5. Systems of record can adapt to change
Flexible software allows systems of record to adjust alongside ever-changing state and federal recovery programs. Disaster recovery systems exist in a state of constant change. Some examples of these changes include:
New legislation Increased media scrutiny Program policy changes
All of these things drive programmatic change, and leveraging a flexible software solution allows the state or local government to maintain detailed tracking alongside those changes. COTS products or OOTB products simply do not have the level of adaptability required to deliver these constantly shifting requirements.
6. Systems of record allow you to ask better questions of your data
Effective systems of record allow stakeholders to use data more effectively, providing detailed reporting capability – both canned operational reports/dashboards and ad hoc queries to slice and dice data.
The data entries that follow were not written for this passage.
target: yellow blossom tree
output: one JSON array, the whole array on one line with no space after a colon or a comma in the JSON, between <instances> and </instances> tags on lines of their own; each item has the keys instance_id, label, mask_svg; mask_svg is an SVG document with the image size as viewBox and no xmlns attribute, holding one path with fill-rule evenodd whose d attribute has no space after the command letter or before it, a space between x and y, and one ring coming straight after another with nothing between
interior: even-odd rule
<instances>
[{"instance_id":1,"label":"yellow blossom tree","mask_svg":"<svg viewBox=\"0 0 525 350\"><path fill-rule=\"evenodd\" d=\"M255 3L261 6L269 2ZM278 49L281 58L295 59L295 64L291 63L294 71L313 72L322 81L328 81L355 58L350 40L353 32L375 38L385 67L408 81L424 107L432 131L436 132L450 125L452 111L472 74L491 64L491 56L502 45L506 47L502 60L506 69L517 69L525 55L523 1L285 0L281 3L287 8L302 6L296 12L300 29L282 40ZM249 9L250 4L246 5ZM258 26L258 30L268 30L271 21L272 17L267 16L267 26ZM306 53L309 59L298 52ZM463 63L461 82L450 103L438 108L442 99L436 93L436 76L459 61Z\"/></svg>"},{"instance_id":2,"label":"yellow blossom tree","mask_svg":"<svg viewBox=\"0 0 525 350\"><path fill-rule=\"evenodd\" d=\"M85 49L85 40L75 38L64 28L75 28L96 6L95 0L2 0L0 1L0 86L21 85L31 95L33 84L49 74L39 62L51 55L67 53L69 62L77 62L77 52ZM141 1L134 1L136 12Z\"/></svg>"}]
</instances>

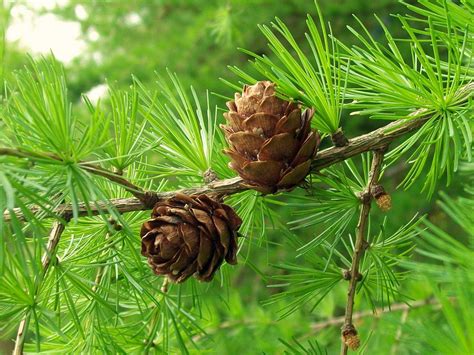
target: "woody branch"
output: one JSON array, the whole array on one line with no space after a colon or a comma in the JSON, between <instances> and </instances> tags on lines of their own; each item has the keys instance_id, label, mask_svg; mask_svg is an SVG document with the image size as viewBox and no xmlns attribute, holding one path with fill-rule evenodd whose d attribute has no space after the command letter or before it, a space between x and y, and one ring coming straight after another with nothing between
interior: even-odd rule
<instances>
[{"instance_id":1,"label":"woody branch","mask_svg":"<svg viewBox=\"0 0 474 355\"><path fill-rule=\"evenodd\" d=\"M392 142L396 138L420 128L429 118L429 116L426 116L412 120L396 121L370 133L350 139L349 143L344 147L331 147L324 149L318 153L315 160L313 161L312 171L319 171L323 168L327 168L331 165L337 164L353 156L384 146ZM16 152L17 151L13 149L7 150L5 148L0 148L0 155L14 155L21 156L23 158L34 159L34 157L27 156L23 153L21 153L21 155L18 155L16 154ZM99 170L97 167L95 167L94 169L89 169L88 171L90 171L91 173L97 173L100 171L100 174L98 175L105 177L124 187L133 185L129 182L125 183L124 181L126 180L124 178L117 176L112 172L105 173L105 170L102 168ZM142 192L140 188L136 187L134 188L134 190L141 191L139 197L112 199L107 204L105 202L97 202L93 206L90 206L89 209L86 208L85 205L79 205L79 216L84 216L88 214L97 215L99 214L99 212L106 213L106 207L108 205L114 206L119 213L147 210L151 209L156 202L172 197L178 192L184 194L216 194L226 196L247 189L248 187L243 184L243 180L240 177L226 180L218 180L208 185L177 191ZM57 209L63 210L68 213L72 212L72 206L69 204L61 205ZM40 210L41 208L39 206L31 207L31 211L33 213L37 213ZM23 215L19 209L13 209L13 213L15 213L19 219L23 218ZM11 219L9 212L4 213L4 219Z\"/></svg>"},{"instance_id":2,"label":"woody branch","mask_svg":"<svg viewBox=\"0 0 474 355\"><path fill-rule=\"evenodd\" d=\"M457 97L459 98L460 102L466 102L471 98L473 93L474 83L469 83L458 91ZM419 109L411 114L413 118L397 120L372 132L349 139L347 145L343 147L331 147L320 151L312 163L312 171L316 172L364 152L377 150L381 147L387 146L389 143L401 136L416 131L422 127L423 124L433 118L431 114L424 114L425 112L425 109ZM31 154L31 152L23 152L21 150L10 148L0 148L0 156L1 155L11 155L32 160L45 158L43 155L35 156L35 154ZM48 156L48 158L51 158L51 156ZM113 206L119 213L147 210L151 209L156 202L170 198L176 195L178 192L188 195L214 194L219 196L228 196L248 189L248 187L243 184L243 180L239 177L236 177L226 180L217 180L204 186L176 191L143 191L143 189L129 182L122 176L108 171L102 167L87 162L80 163L80 166L92 174L102 176L118 185L123 186L135 197L112 199L107 202L98 201L91 204L91 206L80 204L78 209L79 216L97 215L99 213L106 214L108 207L110 206ZM41 211L39 206L31 206L30 209L32 213L38 213ZM56 208L56 211L72 213L72 205L60 205ZM12 209L12 212L15 213L18 219L24 219L20 209ZM54 215L51 217L54 217ZM4 212L4 220L8 221L10 219L10 212Z\"/></svg>"}]
</instances>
Data collection is great but has no value without reporting. Getting the data in is job 1 but understanding the data and using it to make data-driven decisions around operations and funding allocations is crucial to recovery success.
7. Systems of record drive local transparency capability
In addition to providing flexibility in the kinds of questions that can be answered, an effective disaster recovery system of record can be powerful in determining who gets to see those answers. Increased transparency increases public engagement, combats corruption, and shines a spotlight on potential fraud, waste, and abuse. Having the data centralized makes it possible to increase transparency sharing with the public, media, lawmakers, and others.
8. Systems of record maintain institutional knowledge
For communities that experience repeated disasters, capturing institutional knowledge allows the government to maintain continuity of operations across disasters regardless of staff turnover.
In many cases, state and local governments can lose a lot of background info about what was done previously when key members retire or administrations change. Having a centralized disaster recovery system protects the org against that kind of loss. Storing information isn’t just about applicant data for a specific program. Having the ability to store policy and procedures in a clean and searchable fashion also helps create risk mitigation and protection against “losing” this kind of institutional knowledge that can take years or decades to build up.
Making the case is just the start
Of course, the easy part of having a disaster recovery system of record is identifying the benefits. The real challenge is managing all the data, stakeholders, regulations, and infrastructure needed to pull an effective system of record together so that it can help government officials mitigate, prepare, respond, and recover from disasters.